Every Moment

Yesterday, a friend of mine had her world turned completely destroyed.  I use the word friend loosely as we were friends in high school, but ran in different circles and if it wasn’t for Facebook would probably never “talk”.  Regardless of how close we aren’t–she still is someone who matter to me in the sense that we live in a “village.”  I think that is the beauty of social media–it allows us to connect with others and rebuild the village.  Even if the support or friendship is only cursory–it still matters.

Yesterday my friend’s husband was killed in a traffic accident on his regular commute to work.  He swerved to avoid hitting a dead deer in the middle of the lane, lost control and hit a concrete pillar of an overpass.  A senseless tragedy has left this woman and her teen-aged sons completely devastated.

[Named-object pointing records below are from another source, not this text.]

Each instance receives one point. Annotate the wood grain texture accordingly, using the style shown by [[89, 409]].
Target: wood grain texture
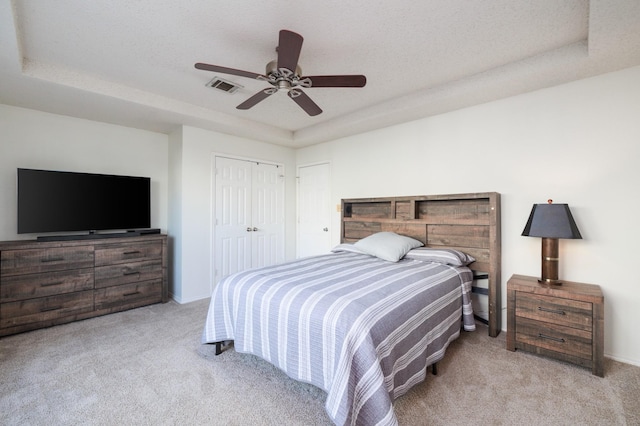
[[564, 322], [48, 283], [466, 222]]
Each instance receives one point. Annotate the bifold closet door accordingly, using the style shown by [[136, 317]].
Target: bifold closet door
[[249, 215]]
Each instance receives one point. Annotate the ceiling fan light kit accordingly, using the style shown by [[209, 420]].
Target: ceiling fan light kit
[[284, 74]]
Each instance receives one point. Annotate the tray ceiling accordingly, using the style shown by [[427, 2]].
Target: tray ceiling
[[132, 63]]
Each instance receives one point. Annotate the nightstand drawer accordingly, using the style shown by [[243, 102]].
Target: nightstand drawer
[[555, 310], [566, 340]]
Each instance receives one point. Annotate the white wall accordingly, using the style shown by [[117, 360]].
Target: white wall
[[33, 139], [578, 144], [192, 180]]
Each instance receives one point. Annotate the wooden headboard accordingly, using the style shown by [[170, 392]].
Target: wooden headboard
[[466, 222]]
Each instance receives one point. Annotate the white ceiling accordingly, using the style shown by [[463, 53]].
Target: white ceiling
[[131, 62]]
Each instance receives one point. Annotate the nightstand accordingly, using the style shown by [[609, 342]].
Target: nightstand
[[565, 322]]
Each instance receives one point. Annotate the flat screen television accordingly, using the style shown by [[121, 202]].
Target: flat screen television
[[54, 201]]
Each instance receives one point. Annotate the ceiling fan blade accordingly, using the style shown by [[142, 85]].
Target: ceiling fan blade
[[232, 71], [289, 47], [337, 80], [258, 97], [304, 101]]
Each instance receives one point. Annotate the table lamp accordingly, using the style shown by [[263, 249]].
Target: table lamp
[[551, 222]]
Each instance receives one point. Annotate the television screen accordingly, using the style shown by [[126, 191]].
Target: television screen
[[52, 201]]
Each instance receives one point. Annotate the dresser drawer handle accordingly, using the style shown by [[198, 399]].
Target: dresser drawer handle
[[553, 311], [51, 284], [557, 339], [52, 259]]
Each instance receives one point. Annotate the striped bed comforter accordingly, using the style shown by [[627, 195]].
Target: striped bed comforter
[[360, 328]]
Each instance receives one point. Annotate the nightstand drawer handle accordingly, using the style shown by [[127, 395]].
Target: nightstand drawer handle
[[544, 336], [553, 311]]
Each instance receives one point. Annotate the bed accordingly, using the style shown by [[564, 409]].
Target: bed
[[364, 321]]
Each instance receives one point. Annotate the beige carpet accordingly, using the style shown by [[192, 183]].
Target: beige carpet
[[147, 366]]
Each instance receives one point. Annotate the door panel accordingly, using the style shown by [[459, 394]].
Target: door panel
[[249, 215], [314, 210]]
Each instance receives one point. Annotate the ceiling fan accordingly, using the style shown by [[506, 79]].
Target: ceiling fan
[[285, 74]]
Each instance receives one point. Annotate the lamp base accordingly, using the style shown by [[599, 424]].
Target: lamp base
[[550, 260]]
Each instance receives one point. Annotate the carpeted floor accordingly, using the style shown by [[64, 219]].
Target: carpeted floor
[[147, 366]]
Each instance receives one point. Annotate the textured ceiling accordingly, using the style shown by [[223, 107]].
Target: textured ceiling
[[131, 62]]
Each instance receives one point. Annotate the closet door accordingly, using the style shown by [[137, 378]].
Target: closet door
[[249, 215], [267, 240], [314, 210]]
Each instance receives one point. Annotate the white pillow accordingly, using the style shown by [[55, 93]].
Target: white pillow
[[346, 247], [387, 245], [447, 256]]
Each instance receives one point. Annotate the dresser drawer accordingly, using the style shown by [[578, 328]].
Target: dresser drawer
[[128, 252], [128, 273], [45, 308], [566, 340], [18, 262], [127, 296], [21, 287], [555, 310]]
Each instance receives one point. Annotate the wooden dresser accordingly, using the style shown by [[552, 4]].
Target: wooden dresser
[[48, 283], [565, 322]]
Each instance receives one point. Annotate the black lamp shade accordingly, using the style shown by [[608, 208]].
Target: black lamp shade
[[551, 221]]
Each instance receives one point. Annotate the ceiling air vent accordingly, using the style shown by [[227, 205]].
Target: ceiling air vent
[[222, 84]]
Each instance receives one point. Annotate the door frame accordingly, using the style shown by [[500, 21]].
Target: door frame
[[212, 206]]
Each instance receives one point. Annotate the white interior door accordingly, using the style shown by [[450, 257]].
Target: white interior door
[[314, 210], [249, 215], [267, 215]]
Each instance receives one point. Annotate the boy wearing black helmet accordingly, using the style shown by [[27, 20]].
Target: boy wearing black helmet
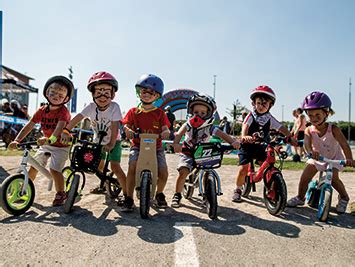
[[199, 128], [105, 116], [53, 117], [261, 121], [147, 118]]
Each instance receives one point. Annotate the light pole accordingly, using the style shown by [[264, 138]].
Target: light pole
[[349, 126], [214, 87]]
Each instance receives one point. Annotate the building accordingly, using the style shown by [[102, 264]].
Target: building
[[15, 85]]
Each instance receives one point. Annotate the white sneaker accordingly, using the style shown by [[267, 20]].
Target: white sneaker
[[295, 201], [341, 206]]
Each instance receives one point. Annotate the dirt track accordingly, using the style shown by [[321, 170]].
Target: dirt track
[[98, 233]]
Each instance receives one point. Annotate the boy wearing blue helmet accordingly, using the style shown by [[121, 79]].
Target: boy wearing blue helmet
[[148, 119]]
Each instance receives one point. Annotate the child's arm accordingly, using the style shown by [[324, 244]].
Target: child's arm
[[339, 136], [178, 136], [114, 133], [22, 134], [229, 139]]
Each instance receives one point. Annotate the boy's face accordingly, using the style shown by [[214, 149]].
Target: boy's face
[[57, 94], [103, 94], [200, 110], [261, 104], [148, 95]]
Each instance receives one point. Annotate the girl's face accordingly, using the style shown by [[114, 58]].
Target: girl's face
[[317, 116], [148, 95], [103, 94], [262, 105], [200, 110], [57, 94]]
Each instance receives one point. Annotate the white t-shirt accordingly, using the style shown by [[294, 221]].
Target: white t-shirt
[[101, 120]]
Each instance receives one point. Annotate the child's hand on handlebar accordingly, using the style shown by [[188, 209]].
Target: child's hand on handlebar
[[13, 145], [165, 134]]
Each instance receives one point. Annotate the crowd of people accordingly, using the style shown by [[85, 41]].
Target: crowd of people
[[320, 137]]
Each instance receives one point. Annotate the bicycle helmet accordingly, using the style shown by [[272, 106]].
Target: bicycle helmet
[[205, 100], [102, 77], [316, 100], [150, 81], [64, 81], [265, 91]]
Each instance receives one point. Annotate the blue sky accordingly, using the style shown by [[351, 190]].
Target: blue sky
[[293, 46]]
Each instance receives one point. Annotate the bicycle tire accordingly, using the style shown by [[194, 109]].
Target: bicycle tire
[[211, 195], [188, 187], [72, 193], [113, 189], [246, 187], [145, 189], [325, 200], [275, 194], [11, 199]]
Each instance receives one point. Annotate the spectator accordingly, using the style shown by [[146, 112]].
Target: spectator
[[225, 125]]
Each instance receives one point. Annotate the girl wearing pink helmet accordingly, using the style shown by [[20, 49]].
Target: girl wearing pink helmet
[[105, 115], [322, 138]]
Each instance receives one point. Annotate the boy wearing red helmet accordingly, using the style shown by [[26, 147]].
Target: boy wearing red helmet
[[105, 115], [259, 120], [53, 117], [148, 119], [199, 128]]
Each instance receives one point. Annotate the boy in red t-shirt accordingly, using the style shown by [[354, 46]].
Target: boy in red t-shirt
[[53, 117], [149, 119]]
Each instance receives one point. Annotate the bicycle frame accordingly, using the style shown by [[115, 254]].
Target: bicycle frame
[[27, 158]]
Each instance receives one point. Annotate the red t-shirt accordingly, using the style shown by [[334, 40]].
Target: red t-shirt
[[148, 122], [49, 120]]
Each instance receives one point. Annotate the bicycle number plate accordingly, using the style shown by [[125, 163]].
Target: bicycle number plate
[[208, 155]]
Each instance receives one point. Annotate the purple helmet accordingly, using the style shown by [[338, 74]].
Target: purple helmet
[[316, 100]]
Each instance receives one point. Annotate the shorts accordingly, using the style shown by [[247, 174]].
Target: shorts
[[185, 162], [251, 151], [134, 153], [114, 154], [58, 156], [300, 137]]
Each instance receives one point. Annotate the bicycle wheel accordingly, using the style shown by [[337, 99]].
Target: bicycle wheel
[[11, 198], [325, 200], [211, 195], [72, 193], [189, 186], [113, 189], [144, 198], [275, 194], [246, 187]]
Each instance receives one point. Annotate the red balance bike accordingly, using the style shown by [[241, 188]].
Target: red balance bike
[[275, 190]]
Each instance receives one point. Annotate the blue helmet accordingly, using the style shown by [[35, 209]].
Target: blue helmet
[[150, 81]]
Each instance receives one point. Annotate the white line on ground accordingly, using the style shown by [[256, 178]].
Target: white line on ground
[[185, 248]]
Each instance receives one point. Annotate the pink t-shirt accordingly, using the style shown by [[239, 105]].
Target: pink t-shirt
[[328, 147]]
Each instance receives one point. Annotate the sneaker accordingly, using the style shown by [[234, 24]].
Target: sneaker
[[237, 196], [342, 204], [161, 202], [294, 202], [175, 203], [98, 190], [128, 205], [59, 199]]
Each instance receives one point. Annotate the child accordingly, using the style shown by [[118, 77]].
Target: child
[[259, 120], [199, 128], [104, 115], [322, 138], [150, 119], [53, 117]]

I cried this morning as I read her glorious tribute to the love of her life and the father of her children.  I thought of my own children and my own husband.  I thanked the universe for all of my blessings.  I thanked the universe that I have my husband to hug tonight and wake up to in the morning (even on those days he drives me completely insane) because I don’t know that I could manage the alternative.

So, today I curse the universe for taking away a father, a son, a husband and a best friend, but at the same time thank the universe that I still have mine.

Life is too short and I need to remember to not take any moments for granted.  Because in a blink of an eye they could be gone.